Computer Plant Chemicals may cause Cancer

Read this and consider the rash of chemophobe anxiety attacks that are coming.
The study didn’t find cancer patterns, but the cleaning chemicals used “cause cancer.”
And the Key–IBM has a deep pocket.
http://www.wbng.com/news/local/Health-Expert-239321531.html
You know what cancer causing and carcinogenic mean–rats and mice bred to have tumors, then exposed to just less than lethal levels of the target chemical, had increased rates of tumors. That’s the usual EPA “cancer” and “carcinogen” research.
This is going to make some lawyers some money, somewhere, now IBM employees will suffer fear, maybe even pre, post or anticipated traumatic stress disorder or panic attacks? And other tech companies use the same chemicals? Shaaaazaaam or is it Ka ching.

What Cancer Epidemic?

Every place I have lived people claimed some kind of Cancer epidemic.
Cancer is a disease of the aged, and the common element of the cells is multiploidy or multiples of the normal genome compliment.
Cancer is on the decline inspite of the EPA claim that they find carcinogens everywhere.
http://onlinelibrary.wiley.com/doi/10.1002/cncr.28509/abstract
From the National Cancer Institute’s article
For the past two decades, both the incidence and mortality of cancer in America has been in decline. Earlier, in the 1990s, the rate of decline was quite rapid, all things considered, largely due to rather astounding reductions in smoking that followed the first Surgeon General’s report in 1964 (cancers from smoking both develop over at least a decade or more, and decline with a similar lag period after quitting).
A new report published in the journal Cancer documents the continuation of this salutary trend.

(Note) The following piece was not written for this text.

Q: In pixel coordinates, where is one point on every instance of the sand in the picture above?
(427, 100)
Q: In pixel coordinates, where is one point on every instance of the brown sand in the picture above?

However, the rate of reduction in both death and incidence (new cancers) has slowed quite a bit, again owing largely to the slower fall in smoking rates over the past 10 years or so.
From 2001 through 2010, death rates for all cancers combined decreased by 1.8 percent a year among men and by 1.4 percent a year among women, according to the joint report from some of the nation’s top cancer institutions (including the CDC, the NCI and the American Cancer Society).
“The four major cancers — lung, colorectal, breast and prostate — represent over two-thirds of the decline,” study author Brenda Edwards, a senior advisor for cancer surveillance at the U.S. National Cancer Institute, told HealthDay News.
Let’s see, EPA says cancer is a big problem, and air as well as every other thing they have identified as a carcinogen in their silly rat tests is raising havoc int he population, but the NCI says that cancer is in decline.
Maybe we should reconsider the EPA effort to take us back to those good old days?